The Dana Professor’s interview with the Nebula and Hugo Award-winning author was a highlight of the Norwich University Military Writers’ Symposium
NORWICH RECORD | Winter 2023
If you haven’t already discovered the Murderbot Diaries by best-selling science fiction author Martha Wells, stop reading now and go track down All Systems Red, the first novella in the series. There, you’ll meet Murderbot, a moody, lethal, and ultimately winsome robot-human construct programmed as a security unit. A rogue artificially intelligent bodyguard that has hacked its governor module, Murderbot prefers to stream media rather than face its neurodivergent difficulty in dealing with human emotions. For sci-fi fans already familiar with her series, Wells’ appearance at the Norwich University Military Writers’ Symposium in October was an inspired choice for the symposium focused on the theme, “Robots Rising: Arming Artificial Intelligence.” Attendees were treated to an hour-long conversation between the award-winning author and one of the Hill’s own science fiction writers, Dana Professor of English F. Brett Cox. Excerpts of their conversation, edited for length and clarity, follow.

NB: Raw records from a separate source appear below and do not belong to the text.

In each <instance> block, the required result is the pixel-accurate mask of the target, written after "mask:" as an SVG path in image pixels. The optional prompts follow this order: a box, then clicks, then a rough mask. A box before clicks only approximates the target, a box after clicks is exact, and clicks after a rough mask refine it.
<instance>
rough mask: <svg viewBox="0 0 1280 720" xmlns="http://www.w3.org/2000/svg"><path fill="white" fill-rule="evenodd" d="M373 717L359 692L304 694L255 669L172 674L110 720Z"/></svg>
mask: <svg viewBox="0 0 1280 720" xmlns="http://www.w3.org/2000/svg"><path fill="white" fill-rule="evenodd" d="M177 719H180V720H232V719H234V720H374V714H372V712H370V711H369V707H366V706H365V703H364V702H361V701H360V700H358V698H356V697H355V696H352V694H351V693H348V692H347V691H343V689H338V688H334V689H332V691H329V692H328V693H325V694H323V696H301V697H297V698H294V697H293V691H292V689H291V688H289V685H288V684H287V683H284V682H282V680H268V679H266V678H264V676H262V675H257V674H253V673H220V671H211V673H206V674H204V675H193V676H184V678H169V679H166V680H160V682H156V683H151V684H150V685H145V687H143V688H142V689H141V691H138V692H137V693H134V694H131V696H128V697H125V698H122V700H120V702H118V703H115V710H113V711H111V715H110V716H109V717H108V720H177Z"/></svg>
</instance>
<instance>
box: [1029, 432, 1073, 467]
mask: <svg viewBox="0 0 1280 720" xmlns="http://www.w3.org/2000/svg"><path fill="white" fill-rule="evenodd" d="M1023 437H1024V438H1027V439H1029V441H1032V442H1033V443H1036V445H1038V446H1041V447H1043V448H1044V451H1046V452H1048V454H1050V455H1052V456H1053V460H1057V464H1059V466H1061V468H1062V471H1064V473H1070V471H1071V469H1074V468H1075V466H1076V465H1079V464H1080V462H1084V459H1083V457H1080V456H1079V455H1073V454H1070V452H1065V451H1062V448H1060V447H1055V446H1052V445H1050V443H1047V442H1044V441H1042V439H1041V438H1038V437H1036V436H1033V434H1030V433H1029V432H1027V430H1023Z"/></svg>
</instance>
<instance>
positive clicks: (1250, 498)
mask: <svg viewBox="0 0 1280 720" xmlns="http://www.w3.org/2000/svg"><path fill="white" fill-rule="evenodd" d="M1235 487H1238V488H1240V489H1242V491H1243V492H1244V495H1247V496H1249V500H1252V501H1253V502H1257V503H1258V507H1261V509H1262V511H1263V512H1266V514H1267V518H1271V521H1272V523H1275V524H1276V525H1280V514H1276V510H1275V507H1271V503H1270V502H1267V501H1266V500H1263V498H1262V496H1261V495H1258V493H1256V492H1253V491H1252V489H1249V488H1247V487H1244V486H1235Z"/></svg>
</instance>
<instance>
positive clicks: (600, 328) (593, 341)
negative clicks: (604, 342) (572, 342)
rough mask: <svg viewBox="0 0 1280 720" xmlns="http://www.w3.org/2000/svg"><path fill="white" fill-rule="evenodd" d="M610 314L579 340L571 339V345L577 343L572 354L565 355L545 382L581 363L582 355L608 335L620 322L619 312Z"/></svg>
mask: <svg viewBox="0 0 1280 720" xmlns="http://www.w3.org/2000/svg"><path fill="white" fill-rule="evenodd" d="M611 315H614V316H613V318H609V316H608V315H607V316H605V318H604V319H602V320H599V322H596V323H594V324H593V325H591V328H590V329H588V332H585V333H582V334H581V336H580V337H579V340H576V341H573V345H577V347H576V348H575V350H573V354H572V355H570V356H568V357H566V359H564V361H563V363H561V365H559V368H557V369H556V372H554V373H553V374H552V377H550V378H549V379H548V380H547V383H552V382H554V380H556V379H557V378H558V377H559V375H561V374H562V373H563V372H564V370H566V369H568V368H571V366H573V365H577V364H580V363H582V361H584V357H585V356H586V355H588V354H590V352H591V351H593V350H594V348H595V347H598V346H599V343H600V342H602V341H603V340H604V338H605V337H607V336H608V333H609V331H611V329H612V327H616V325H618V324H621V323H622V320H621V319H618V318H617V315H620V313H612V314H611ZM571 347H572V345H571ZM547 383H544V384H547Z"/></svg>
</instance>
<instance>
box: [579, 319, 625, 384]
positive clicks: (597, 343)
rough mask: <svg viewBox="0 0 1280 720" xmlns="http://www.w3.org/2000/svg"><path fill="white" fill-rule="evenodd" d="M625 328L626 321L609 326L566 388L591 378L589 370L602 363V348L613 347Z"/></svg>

COX: What drew you to speculating about the future of constructed beings of artificial intelligence as opposed to any other science fiction topic?
WELLS: Before this series, I wrote mostly fantasy. But when I got this idea, it was so obviously a science fiction idea and it was so obviously the idea of basically an enslaved person who is treated as a tool. Someone who ends up with the moral choice between saving people that it’s actually started to feel some emotion for or doing nothing. That really had to be a science fiction story. And an AI was the best way to tell that story. I also had recently read Ann Leckie’s Ancillary Justice trilogy and Autonomous by Annalee Newitz, which really get into the idea of not only what AI might be like, but the human perception of AI and the difference between what a real AI might be, might want, what its agenda might be, and what it might think of itself versus what a human ascertains it would want.
There were also a lot of novels coming out around that time that I felt were really putting human assumptions into AI, the assumption that every AI would immediately want vengeance for being held captive. There’s also the idea that an AI being would want to be human. Leckie deals with that in Ancillary Justice, where the AI in question starts out as a starship and ends up with these multiple perspectives and multiple different bodies, which it considers peripherals. I wanted to really think about what an AI might want for itself, that an AI would not want to be a human. Being human would be basically a comedown for a being that had that much control over itself and many multiple perspectives.
COX: What do you see as the role of the fiction writer as opposed to that of the journalist, science writer, or historian in considering these issues?
WELLS: I think it's always been to think about these possibilities that are in the future and think about them now, because what do you do with the first sentient robot? You've created a person, basically. As a writer, do you treat it like a person? Or do you treat it like a thing to get people thinking about these things as early as possible? It’s going be the people that thought about those things when they were reading these stories as college students or young professionals before going into these decision-making positions who are going to have the mechanism already built in their minds to be able to deal with this. It’s like any kind of storytelling. A few years ago, I was speaking with someone at an event about science fiction and fantasy in general. He would buy books for his cousins and nieces and nephews, and they wanted what he thought were really dark, dystopian sort of post-apocalyptic books. It was worrying him a little bit. And I said that’s how kids learn to deal with these ideas, especially people my age. When we were growing up, we were kind of bombarded with the idea that we were going to die in nuclear war, the Bermuda triangle, quicksand—whatever. You’re going to die all these ways. Stories help you deal with that. They’re cathartic in some ways. But they’re also building these mechanisms so that you can think about these things in different ways and think past them. I think that’s why we've always had fiction in our cultures, and they’ve always been very powerful.
COX: There’s the stereotype that writers come out of English programs and science fiction writers come out of, well, science programs. But you have a degree in anthropology, and you have workplace experience as a programmer. Talk a little bit about how your specific academic and workplace experience informed your approach to dealing with these issues and the stories.
WELLS: I started out as a system operator for two Lane mainframes, big mainframes designed for business uses, which I don't think they're used anywhere anymore. Later I worked on a PC network that was attached to them. I started as a backup operator and became the system operator. I did programming in COBOL, which tells you how long ago that was, and built databases. You’ll notice that in a lot the ability of Murderbot to figure things out. A lot of the stories deal with mysteries. Rogue Telemetry, in particular, is a whodunit mystery story. The solution Murderbot proposes at one point is to use a database to figure out who the murderer is. That was kind of was my model for figuring out how it might it think, because that was basically my introduction to computers. Trying to work on the logic of things, and also trying to get to people to stop putting stupid things in the database and breaking it. In my experience, you can't create a [database] form that someone else can’t mess up—no matter what you do.